BERLIN (AP) — A Swiss auction house that sold a composite Tyrannosaurus rex skeleton for over $5 million this week said Friday that the new owner, a Belgian art foundation, will exhibit the fearsome dinosaur at a new cultural center in Antwerp.
The skeleton, made up of nearly 300 bones dug up from three sites in the United States, fetched 4.8 million francs ($5.3 million) at the Koller auction house in Zurich on Tuesday. It was the first time such a T. rex skeleton was put up for auction in Europe. Including the “buyer’s premium” and fees, the sale came to 5.5 million Swiss francs (about $6.1 million), Koller said. The anticipated sales price had been 5 million to 8 million francs.
The Koller auction house in Zurich identified the new owner as The Phoebus Foundation, which is backed by the engineering and logistics conglomerate Katoen Natie-Indaver.

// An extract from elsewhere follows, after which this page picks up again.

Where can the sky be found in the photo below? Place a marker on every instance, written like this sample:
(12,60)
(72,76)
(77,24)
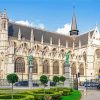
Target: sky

Auction promoters said the composite T. rex, dubbed “Trinity,” was built from specimens retrieved from three sites in the Hell Creek and Lance Creek formations of Montana and Wyoming between 2008 and 2013.
Koller said “original bone material” comprised more than half of the restored skeleton. The auction house said the skull was particularly rare and also remarkably well-preserved.
“When dinosaurs died in the Jurassic or Cretaceous periods, they often lost their heads during deposition (of the remains into rocks). In fact, most dinosaurs are found without their skulls,” said Nils Knoetschke, a scientific adviser who was quoted in the auction catalog. “But here we have truly original Tyrannosaurus skull bones that all originate from the same specimen.”
T. rex roamed the Earth between 65 million and 67 million years ago. A study published two years ago in the journal Science estimated that about 2.5 billion of the dinosaurs ever lived. Hollywood movies such as the blockbuster “Jurassic Park” franchise have added to the public fascination with the carnivorous creature.
The two areas the bones for Trinity came from were also the source of other T. rex skeletons that were auctioned off, according to Koller: Chicago’s Field Museum of Natural History bought “Sue” for $8.4 million over a quarter-century ago, and “Stan” sold for nearly $32 million three years ago.
Two years ago, a triceratops skeleton that the Guinness World Records declared as the world’s biggest, known as “Big John,” was sold for 6.6 million euros ($7.2 million) to a private collector at a Paris auction.
The non-profit art foundation plans to put the skeleton, nicknamed Trinity, on show at the Boerentoren tower in Antwerp. The art deco building, which is considered Europe’s oldest skyscraper, is being transformed into a cultural venue by architect Daniel Libeskind.